Doremus & Co., the premier b-to-b ad agency within the Omnicom Group, has a single-minded focus: understanding how executives and corporate investors make business decisions, and creating campaigns that directly target their needs.
The agency achieved its fifth straight year of more than 20% revenue growth in 2000 and has doubled billings since 1996. Its 2000 revenue was $46 million, virtually all of which was b-to-b, with the exception of about $1 million in consumer advertising for Guardian Insurance Co.
"So much of what’s done in business is about the very important decisions that affect your life, your legacy and your business," said Lou Rubin, chief marketing officer at Doremus. "We come up with a unique and differentiating positioning platform for clients to transform the entire enterprise," he said.
Most of the campaigns Doremus creates for clients use fully integrated media, but the company is particularly dedicated to using the Internet as part of the overall marketing mix.
"I have been extremely impressed with the strategic way they have approached the Internet for the b-to-b advertiser," said Rudy Grahn, analyst at Jupiter Media Metrix Inc. "Their sophisticated understanding of the interactive space makes them absolutely uniquely positioned to exploit the dynamic capabilities of the Internet for the b-to-b advertiser."
The agency, which was founded in 1903 as the in-house ad agency for Dow Jones & Co. Inc., was spun off in the 1930s as an independent agency. It was acquired by BBDO Worldwide in 1982. When Omnicom was formed in 1986, Doremus was made an independent agency as part of the group. Recently, it has produced several award-winning campaigns for b-to-b clients such as ITT Industries Inc., Hitachi America Ltd. and Saba Software Inc.
For a campaign repositioning ITT, which garnered an Addy Gold Award in 2000, Doremus created the theme "Engineered for life," to communicate the relevance of ITT’s industrial products to life. The objective was to raise awareness among users of ITT’s vast product line, which ranges from industrial pumps to computer switches. The campaign launched in the spring of 2000, including TV, print, online, an extensive Web site, events and PR, and included everyday scenes of people at work—from farmers to doctors—using ITT’s products.
"It gave the company a soul," Rubin said. "It gave everyone at the company a fundamental pride and an understanding that no matter what they did, even making a miniature switch that goes on the back of a computer, or night-vision goggles, it all meant something."

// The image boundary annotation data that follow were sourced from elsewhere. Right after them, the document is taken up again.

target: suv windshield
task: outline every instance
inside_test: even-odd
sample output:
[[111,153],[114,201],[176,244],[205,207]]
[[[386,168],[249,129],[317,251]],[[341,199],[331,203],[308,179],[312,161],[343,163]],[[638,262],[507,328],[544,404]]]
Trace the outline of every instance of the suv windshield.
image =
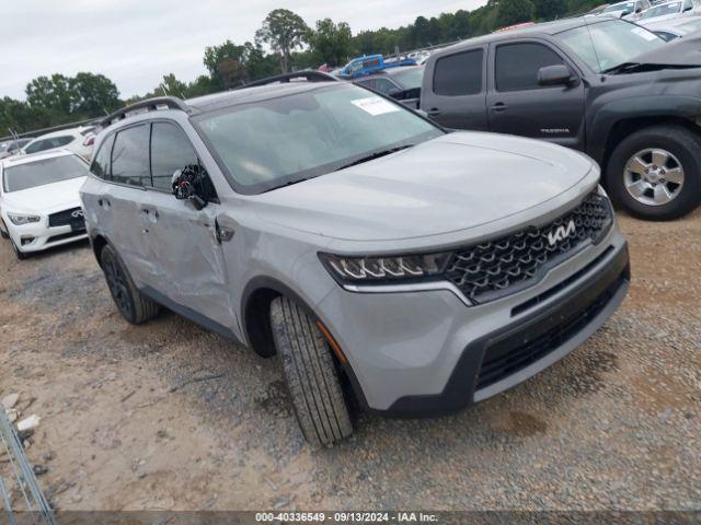
[[643,52],[665,45],[654,33],[622,20],[583,25],[555,35],[595,72],[630,62]]
[[9,194],[87,175],[88,165],[78,156],[55,156],[5,167],[2,173],[2,187]]
[[371,92],[333,84],[197,117],[238,190],[266,191],[444,133]]
[[654,19],[655,16],[664,16],[666,14],[676,14],[681,11],[681,2],[669,2],[663,3],[662,5],[655,5],[654,8],[650,8],[645,11],[641,20],[643,19]]
[[618,11],[632,13],[634,10],[635,10],[635,2],[621,2],[621,3],[614,3],[613,5],[609,5],[602,11],[602,13],[616,13]]

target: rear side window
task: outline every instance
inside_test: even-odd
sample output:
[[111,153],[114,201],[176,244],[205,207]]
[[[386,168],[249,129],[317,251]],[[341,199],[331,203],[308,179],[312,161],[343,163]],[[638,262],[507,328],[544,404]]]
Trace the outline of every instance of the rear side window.
[[37,140],[33,144],[30,144],[26,148],[27,153],[37,153],[39,151],[48,150],[53,148],[53,145],[46,140]]
[[95,155],[92,166],[90,166],[90,171],[95,177],[110,179],[110,156],[112,155],[113,144],[114,135],[111,135],[100,147],[100,151]]
[[185,132],[168,122],[153,122],[151,131],[151,174],[153,187],[171,191],[173,173],[199,163]]
[[441,96],[480,93],[483,56],[482,49],[475,49],[438,59],[434,71],[434,93]]
[[112,180],[129,186],[150,186],[148,124],[117,132],[112,149]]
[[496,90],[535,90],[538,70],[545,66],[565,63],[560,56],[542,44],[507,44],[496,48]]

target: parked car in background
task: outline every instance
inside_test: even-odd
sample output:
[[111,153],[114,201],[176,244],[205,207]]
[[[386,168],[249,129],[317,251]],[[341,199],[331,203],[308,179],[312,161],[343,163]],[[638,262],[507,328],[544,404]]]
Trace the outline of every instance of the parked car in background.
[[685,38],[694,33],[701,34],[701,16],[682,16],[679,19],[664,20],[645,25],[657,36],[666,42]]
[[652,4],[650,0],[630,0],[625,2],[612,3],[604,9],[600,16],[613,16],[624,20],[637,20],[642,12],[650,9]]
[[0,161],[0,234],[18,258],[87,237],[78,190],[88,164],[70,151]]
[[355,83],[397,98],[412,109],[417,109],[423,79],[423,66],[406,66],[378,71],[356,80]]
[[650,8],[637,19],[640,25],[646,27],[656,22],[670,19],[688,18],[699,14],[699,4],[696,0],[675,0]]
[[354,395],[428,416],[513,387],[628,289],[590,159],[446,133],[348,82],[138,103],[107,118],[91,172],[88,230],[123,316],[164,305],[278,353],[315,445],[350,434]]
[[33,137],[25,139],[11,139],[0,142],[0,159],[19,153],[20,150],[32,142],[32,140],[34,140]]
[[675,219],[701,200],[698,48],[599,16],[496,33],[436,51],[421,108],[448,128],[586,152],[618,206]]
[[94,126],[61,129],[37,137],[26,144],[22,151],[26,154],[51,150],[69,150],[90,161],[95,142]]

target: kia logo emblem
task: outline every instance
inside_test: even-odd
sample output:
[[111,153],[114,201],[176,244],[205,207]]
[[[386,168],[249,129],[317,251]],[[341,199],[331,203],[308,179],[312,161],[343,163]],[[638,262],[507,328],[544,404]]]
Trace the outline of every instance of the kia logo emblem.
[[551,246],[554,246],[572,235],[576,229],[574,221],[570,221],[566,226],[558,226],[548,234],[548,242]]

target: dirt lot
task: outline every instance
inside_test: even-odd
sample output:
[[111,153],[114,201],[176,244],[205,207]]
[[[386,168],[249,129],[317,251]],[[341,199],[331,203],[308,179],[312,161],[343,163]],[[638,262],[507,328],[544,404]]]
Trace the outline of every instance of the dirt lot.
[[[0,397],[61,510],[699,509],[701,211],[622,218],[630,296],[586,345],[457,416],[303,442],[276,361],[165,313],[134,327],[88,245],[0,243]],[[1,463],[0,475],[8,475]]]

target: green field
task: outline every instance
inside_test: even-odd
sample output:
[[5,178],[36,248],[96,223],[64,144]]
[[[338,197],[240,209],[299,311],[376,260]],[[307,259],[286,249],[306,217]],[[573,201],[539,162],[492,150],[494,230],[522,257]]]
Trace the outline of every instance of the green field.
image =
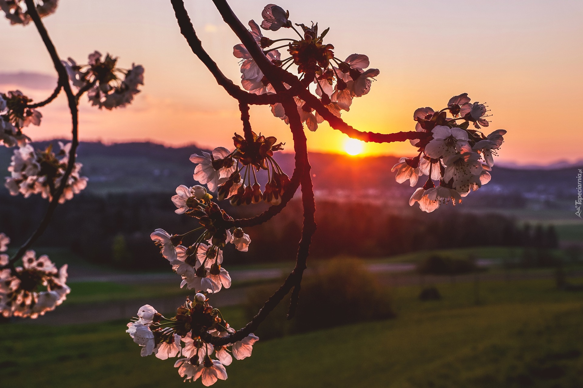
[[[431,302],[416,287],[393,290],[395,319],[259,341],[214,386],[583,386],[583,293],[550,279],[483,282],[476,304],[472,283],[438,288]],[[222,309],[244,323],[242,309]],[[0,385],[182,386],[173,361],[140,357],[125,323],[3,324]]]

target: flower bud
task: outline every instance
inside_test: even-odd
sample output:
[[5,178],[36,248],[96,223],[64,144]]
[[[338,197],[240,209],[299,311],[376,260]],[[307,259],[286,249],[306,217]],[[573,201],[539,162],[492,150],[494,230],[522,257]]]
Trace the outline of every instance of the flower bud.
[[205,301],[206,300],[206,297],[204,294],[201,294],[201,293],[197,293],[194,296],[194,301],[196,303],[204,303]]
[[197,184],[192,186],[191,190],[192,194],[197,200],[206,199],[206,189],[202,186]]

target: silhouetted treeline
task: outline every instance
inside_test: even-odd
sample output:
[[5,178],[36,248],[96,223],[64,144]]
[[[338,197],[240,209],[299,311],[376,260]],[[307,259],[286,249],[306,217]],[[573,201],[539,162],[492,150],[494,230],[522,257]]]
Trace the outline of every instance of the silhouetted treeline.
[[[194,220],[174,213],[171,194],[125,194],[106,197],[81,195],[59,207],[37,246],[68,247],[96,263],[151,269],[168,264],[150,240],[154,229],[183,233],[196,227]],[[234,217],[249,216],[264,206],[233,208],[221,204]],[[37,226],[47,202],[37,197],[0,196],[0,232],[18,244]],[[434,213],[395,214],[379,205],[321,202],[311,257],[351,255],[387,256],[424,249],[483,245],[554,248],[552,227],[519,227],[500,215],[462,213],[444,207]],[[245,229],[252,242],[244,253],[227,245],[227,262],[244,264],[294,259],[301,230],[301,204],[292,201],[270,221]],[[189,241],[185,241],[185,243]]]

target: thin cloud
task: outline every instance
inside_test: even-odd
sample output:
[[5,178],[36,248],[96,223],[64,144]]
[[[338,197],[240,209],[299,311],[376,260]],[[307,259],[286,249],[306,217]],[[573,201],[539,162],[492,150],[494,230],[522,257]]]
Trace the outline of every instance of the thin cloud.
[[0,85],[40,90],[51,90],[57,86],[57,77],[32,72],[0,73]]

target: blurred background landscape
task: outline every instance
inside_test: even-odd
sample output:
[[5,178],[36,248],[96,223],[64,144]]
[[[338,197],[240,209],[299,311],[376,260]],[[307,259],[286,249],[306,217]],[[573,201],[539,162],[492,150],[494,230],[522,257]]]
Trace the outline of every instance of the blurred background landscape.
[[[201,151],[81,144],[87,190],[59,207],[36,248],[69,264],[72,291],[55,311],[2,325],[3,382],[182,384],[171,362],[139,357],[124,328],[143,304],[171,312],[189,294],[149,234],[192,227],[174,213],[168,188],[194,184],[187,159]],[[9,151],[0,149],[0,165]],[[293,155],[276,156],[291,175]],[[427,214],[409,206],[414,189],[395,181],[395,157],[310,160],[318,230],[298,316],[287,321],[282,302],[256,333],[254,357],[231,365],[223,385],[581,386],[583,223],[573,206],[580,165],[495,166],[461,205]],[[3,190],[0,198],[0,230],[15,236],[14,247],[46,204]],[[221,206],[238,217],[262,209]],[[211,297],[236,328],[293,267],[300,204],[248,229],[249,252],[225,252],[233,286]],[[26,373],[33,365],[38,373]]]
[[[238,84],[240,42],[212,2],[185,2],[205,48]],[[230,2],[244,23],[260,20],[267,2]],[[491,110],[486,134],[508,133],[491,180],[428,214],[409,207],[415,188],[391,172],[398,157],[415,156],[409,142],[358,144],[352,152],[326,124],[307,130],[318,229],[297,315],[285,319],[283,301],[255,333],[252,357],[213,386],[583,387],[583,220],[574,206],[583,168],[581,2],[278,5],[294,22],[330,27],[326,42],[341,59],[366,54],[380,70],[343,113],[355,128],[413,130],[416,108],[440,109],[468,92]],[[85,63],[94,50],[110,53],[122,68],[143,65],[145,85],[125,109],[101,111],[82,99],[78,154],[88,186],[58,207],[33,247],[69,264],[71,293],[37,319],[0,321],[0,387],[184,386],[173,360],[140,357],[126,324],[144,304],[171,314],[192,296],[149,236],[192,229],[170,198],[196,184],[191,154],[232,149],[241,131],[237,102],[192,55],[170,2],[60,0],[43,22],[62,58]],[[21,27],[0,18],[0,92],[41,101],[56,84],[54,69],[34,27]],[[64,94],[40,111],[41,125],[25,131],[36,147],[69,138]],[[254,130],[286,143],[275,158],[291,176],[289,128],[266,107],[251,115]],[[6,175],[12,152],[0,147]],[[234,217],[265,208],[223,202]],[[0,187],[8,253],[47,205]],[[227,247],[233,284],[209,302],[231,326],[248,322],[293,268],[301,223],[296,198],[245,229],[248,252]]]

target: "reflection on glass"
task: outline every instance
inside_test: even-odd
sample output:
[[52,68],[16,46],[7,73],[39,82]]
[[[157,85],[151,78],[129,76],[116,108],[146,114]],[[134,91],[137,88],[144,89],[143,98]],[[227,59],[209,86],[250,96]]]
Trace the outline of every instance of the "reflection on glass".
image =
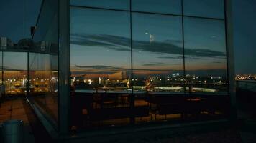
[[58,56],[30,53],[30,94],[55,119],[58,119]]
[[[58,1],[45,0],[29,50],[30,99],[57,128],[58,91]],[[49,118],[50,117],[50,118]]]
[[132,0],[132,10],[143,12],[181,14],[181,1]]
[[227,92],[224,21],[184,18],[184,38],[189,92]]
[[[3,85],[3,53],[1,51],[1,49],[0,50],[0,85]],[[4,91],[1,90],[1,92],[3,93]]]
[[6,95],[25,94],[27,53],[4,51],[3,56],[3,79]]
[[[131,93],[128,12],[70,9],[72,125],[127,124]],[[81,117],[87,117],[82,124]],[[108,120],[116,119],[108,122]],[[83,122],[84,123],[84,122]]]
[[134,91],[182,92],[181,17],[132,16]]
[[73,6],[129,10],[129,0],[70,0]]
[[224,0],[183,0],[183,14],[224,19]]

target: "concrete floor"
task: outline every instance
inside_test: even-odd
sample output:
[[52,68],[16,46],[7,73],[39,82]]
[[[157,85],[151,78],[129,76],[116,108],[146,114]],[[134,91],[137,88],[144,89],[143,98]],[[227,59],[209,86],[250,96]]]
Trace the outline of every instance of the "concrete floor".
[[1,102],[0,106],[0,122],[8,120],[22,120],[24,123],[24,142],[34,143],[35,139],[32,134],[29,119],[24,108],[23,98],[12,98]]

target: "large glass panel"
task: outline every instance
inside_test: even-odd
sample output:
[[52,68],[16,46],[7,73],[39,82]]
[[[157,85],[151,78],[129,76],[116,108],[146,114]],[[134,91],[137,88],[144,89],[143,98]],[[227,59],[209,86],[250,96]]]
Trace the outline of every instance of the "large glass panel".
[[129,27],[128,12],[70,9],[73,127],[129,123]]
[[183,0],[183,14],[224,19],[224,0]]
[[143,12],[181,14],[181,1],[132,0],[132,10]]
[[29,52],[30,99],[57,127],[58,1],[45,0]]
[[224,21],[185,18],[184,38],[188,92],[227,93]]
[[150,107],[147,118],[137,122],[180,117],[181,110],[176,111],[178,115],[161,116],[161,109],[168,111],[168,107],[160,105],[181,104],[178,99],[183,93],[181,20],[180,16],[132,13],[134,105]]
[[24,94],[27,53],[4,51],[4,84],[6,96]]
[[70,0],[73,6],[129,10],[129,0]]

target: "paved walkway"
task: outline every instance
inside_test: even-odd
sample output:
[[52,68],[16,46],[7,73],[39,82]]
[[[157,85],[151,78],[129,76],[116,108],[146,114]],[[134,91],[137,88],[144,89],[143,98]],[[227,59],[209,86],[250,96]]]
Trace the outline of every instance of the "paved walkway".
[[26,114],[23,98],[4,100],[0,106],[0,122],[11,119],[22,120],[24,122],[24,142],[34,143],[35,139]]

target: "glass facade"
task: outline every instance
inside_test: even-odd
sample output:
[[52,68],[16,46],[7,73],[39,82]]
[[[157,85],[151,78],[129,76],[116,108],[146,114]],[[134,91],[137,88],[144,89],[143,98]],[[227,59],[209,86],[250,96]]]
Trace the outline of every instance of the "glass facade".
[[43,1],[32,41],[0,54],[6,94],[55,129],[229,115],[224,0],[64,1]]
[[70,1],[71,129],[225,116],[224,1],[130,2]]

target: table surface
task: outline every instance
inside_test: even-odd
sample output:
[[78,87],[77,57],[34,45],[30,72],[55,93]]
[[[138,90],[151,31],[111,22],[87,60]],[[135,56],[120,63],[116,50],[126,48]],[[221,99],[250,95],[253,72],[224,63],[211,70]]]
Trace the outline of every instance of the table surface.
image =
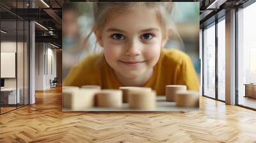
[[63,108],[62,111],[69,112],[69,111],[164,111],[164,112],[187,112],[187,111],[197,111],[199,107],[176,107],[175,102],[166,102],[165,100],[165,96],[157,96],[156,98],[156,107],[154,110],[141,110],[141,109],[133,109],[129,108],[129,104],[127,103],[123,103],[122,107],[119,109],[114,108],[104,108],[104,107],[92,107],[83,109],[75,109],[72,110],[70,109]]

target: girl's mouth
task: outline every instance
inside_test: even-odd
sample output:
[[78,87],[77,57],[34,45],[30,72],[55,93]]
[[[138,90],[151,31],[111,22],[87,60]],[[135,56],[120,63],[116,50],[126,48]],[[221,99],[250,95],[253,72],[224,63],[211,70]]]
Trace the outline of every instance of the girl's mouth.
[[145,62],[146,61],[118,61],[128,66],[138,66],[140,64],[141,64],[141,63]]

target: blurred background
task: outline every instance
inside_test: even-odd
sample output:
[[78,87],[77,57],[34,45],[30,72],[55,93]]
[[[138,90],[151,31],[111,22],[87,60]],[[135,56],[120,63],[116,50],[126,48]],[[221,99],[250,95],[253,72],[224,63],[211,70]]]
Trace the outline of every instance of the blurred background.
[[[90,53],[100,52],[102,48],[97,43],[94,34],[84,40],[92,29],[93,22],[93,3],[64,3],[63,4],[63,79],[71,68]],[[170,17],[177,31],[167,42],[165,47],[177,49],[187,53],[191,58],[200,80],[200,61],[199,59],[199,2],[159,2],[172,3],[173,10]]]

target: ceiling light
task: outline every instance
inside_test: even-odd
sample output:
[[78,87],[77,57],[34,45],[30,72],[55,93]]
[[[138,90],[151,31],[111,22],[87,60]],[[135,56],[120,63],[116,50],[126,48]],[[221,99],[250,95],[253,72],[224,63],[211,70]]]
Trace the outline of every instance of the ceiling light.
[[47,8],[50,8],[50,6],[45,3],[44,2],[44,0],[41,0],[42,3],[43,3]]
[[53,46],[53,47],[56,47],[56,48],[59,48],[59,47],[58,47],[58,46],[56,46],[56,45],[53,45],[53,44],[52,44],[52,43],[50,43],[50,45],[52,45],[52,46]]
[[6,34],[6,33],[7,33],[7,32],[6,32],[6,31],[3,31],[3,30],[1,30],[1,32],[3,33],[4,33],[4,34]]
[[40,27],[42,27],[43,29],[44,29],[45,30],[48,31],[48,29],[45,28],[45,27],[43,26],[42,25],[37,23],[36,22],[35,22],[35,24],[36,24],[37,25],[38,25]]
[[206,9],[219,9],[220,6],[226,1],[227,0],[215,0]]

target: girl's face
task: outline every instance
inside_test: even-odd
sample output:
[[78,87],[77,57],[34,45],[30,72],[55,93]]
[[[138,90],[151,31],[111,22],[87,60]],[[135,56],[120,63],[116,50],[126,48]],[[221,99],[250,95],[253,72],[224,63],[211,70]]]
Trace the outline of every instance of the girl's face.
[[126,78],[143,77],[152,72],[160,56],[163,38],[156,14],[149,10],[113,13],[96,33],[107,63]]

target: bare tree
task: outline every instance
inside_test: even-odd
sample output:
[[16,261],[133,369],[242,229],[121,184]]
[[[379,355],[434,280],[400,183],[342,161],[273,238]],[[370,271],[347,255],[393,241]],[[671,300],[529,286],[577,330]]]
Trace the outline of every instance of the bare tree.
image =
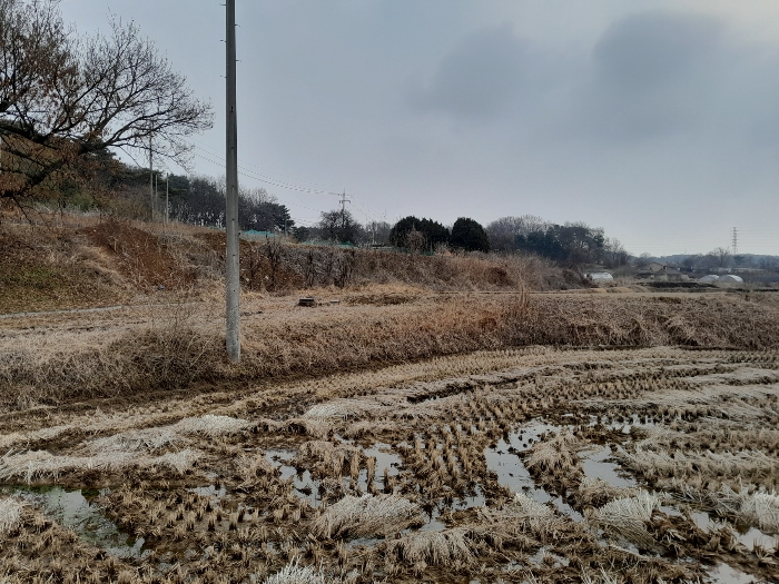
[[0,197],[55,186],[106,148],[188,161],[184,138],[211,125],[135,22],[114,17],[108,34],[68,28],[57,0],[0,0]]
[[425,247],[425,235],[418,229],[412,229],[406,234],[406,249],[411,254],[418,254]]

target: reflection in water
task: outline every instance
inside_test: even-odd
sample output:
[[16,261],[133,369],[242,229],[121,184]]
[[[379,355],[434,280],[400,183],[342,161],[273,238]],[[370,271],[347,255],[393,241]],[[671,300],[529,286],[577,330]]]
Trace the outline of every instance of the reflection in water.
[[51,521],[69,527],[81,540],[112,556],[142,560],[149,553],[142,548],[142,537],[136,538],[121,532],[102,514],[101,508],[89,503],[105,492],[66,491],[60,486],[13,487],[3,488],[1,492],[22,497]]

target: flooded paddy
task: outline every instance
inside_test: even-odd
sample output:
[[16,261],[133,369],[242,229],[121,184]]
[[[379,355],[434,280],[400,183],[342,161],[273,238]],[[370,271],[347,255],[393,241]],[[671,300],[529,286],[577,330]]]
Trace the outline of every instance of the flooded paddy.
[[0,436],[0,578],[779,581],[775,354],[479,358]]

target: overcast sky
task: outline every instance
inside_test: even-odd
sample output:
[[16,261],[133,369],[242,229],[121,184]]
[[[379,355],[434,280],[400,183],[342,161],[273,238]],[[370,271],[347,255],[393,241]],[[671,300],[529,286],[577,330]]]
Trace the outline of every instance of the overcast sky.
[[[217,115],[220,0],[63,0],[136,20]],[[779,2],[237,0],[243,186],[316,221],[509,215],[603,227],[633,254],[779,254]],[[174,172],[183,172],[171,168]]]

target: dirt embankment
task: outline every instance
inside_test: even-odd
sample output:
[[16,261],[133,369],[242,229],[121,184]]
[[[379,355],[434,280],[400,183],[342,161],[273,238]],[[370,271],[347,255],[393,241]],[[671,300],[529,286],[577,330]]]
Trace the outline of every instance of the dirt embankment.
[[[181,225],[63,217],[0,222],[0,314],[145,301],[157,290],[199,299],[224,281],[225,234]],[[240,242],[245,291],[413,286],[433,290],[554,290],[581,277],[538,257],[411,256],[366,249]]]
[[[292,298],[244,306],[243,358],[224,352],[221,305],[150,308],[111,326],[66,320],[37,329],[6,323],[0,335],[0,403],[9,407],[92,397],[138,396],[197,383],[245,383],[369,369],[481,349],[529,345],[769,349],[779,313],[738,297],[643,298],[343,296],[307,309]],[[76,317],[73,319],[77,319]],[[128,326],[131,324],[131,326]]]

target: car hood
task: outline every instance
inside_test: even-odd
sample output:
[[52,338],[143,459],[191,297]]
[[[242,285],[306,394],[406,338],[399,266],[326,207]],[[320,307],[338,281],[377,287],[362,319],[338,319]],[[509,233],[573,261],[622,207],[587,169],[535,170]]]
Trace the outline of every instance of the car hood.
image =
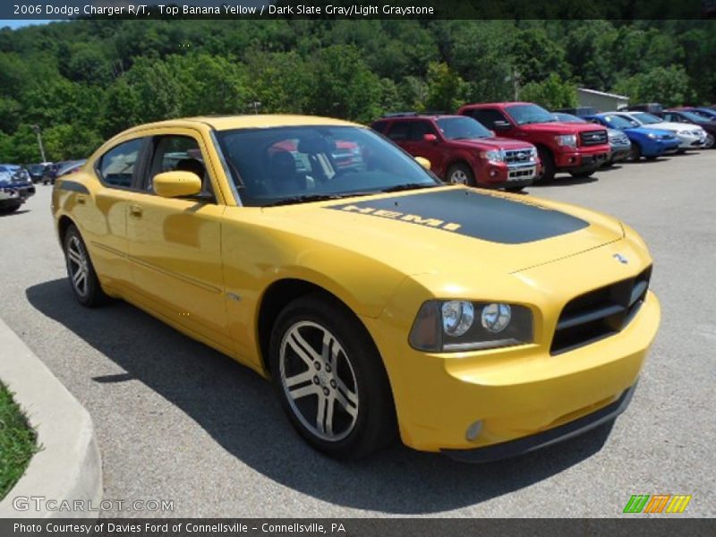
[[513,273],[624,237],[619,222],[599,213],[461,186],[261,210],[267,226],[353,251],[407,275],[466,268],[476,275]]
[[671,131],[672,132],[677,132],[678,131],[696,131],[701,128],[699,125],[691,124],[678,124],[670,121],[642,126],[646,129],[661,129],[662,131]]
[[512,140],[510,138],[477,138],[474,140],[452,140],[452,144],[465,149],[531,149],[533,146],[526,141]]

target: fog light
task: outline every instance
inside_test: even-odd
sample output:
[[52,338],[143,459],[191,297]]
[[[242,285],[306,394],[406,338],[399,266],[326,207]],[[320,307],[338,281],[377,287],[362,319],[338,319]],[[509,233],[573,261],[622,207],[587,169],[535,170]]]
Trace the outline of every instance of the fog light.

"It helped break us out of the mold of being a traditional industrial advertiser," said Tom Martin, senior VP and director-corporate relations for ITT Industries. After ITT’s relaunch, the company moved from No. 9 on Fortune’s list of most admired companies in 1999 to No. 2 in 2000, and No. 3 in 2001. "Doremus has a high level of proficiency in strategic work, creative development and account service," Martin said. "They’re very good at focusing on b-to-b."
For Corning Inc., Doremus was challenged with creating a repositioning campaign for the manufacturer of glass and fiber optics products, which had not done any b-to-b advertising since World War II, when it manufactured glass lenses for warships. When Doremus pitched for the account, those antiquated print ads were still hanging on the company’s walls, Rubin said. "They had a real perceptual problem," he said. "People still thought of them as the company that made Pyrex dishes."
So in December, Doremus launched a fully integrated campaign for Corning that included TV, print, online, PR, direct mail, events and an intranet site for employees. The message was that no matter what happens in the future, Corning would play a role in it through its fiber optic networks and optimal networking.
"We wanted to find an agency where our account would get the focus, attention and care we felt it deserved," said David Caplan, a Corning spokesman. "They have just been great in terms of understanding our needs and understanding what we’re trying to accomplish," he said.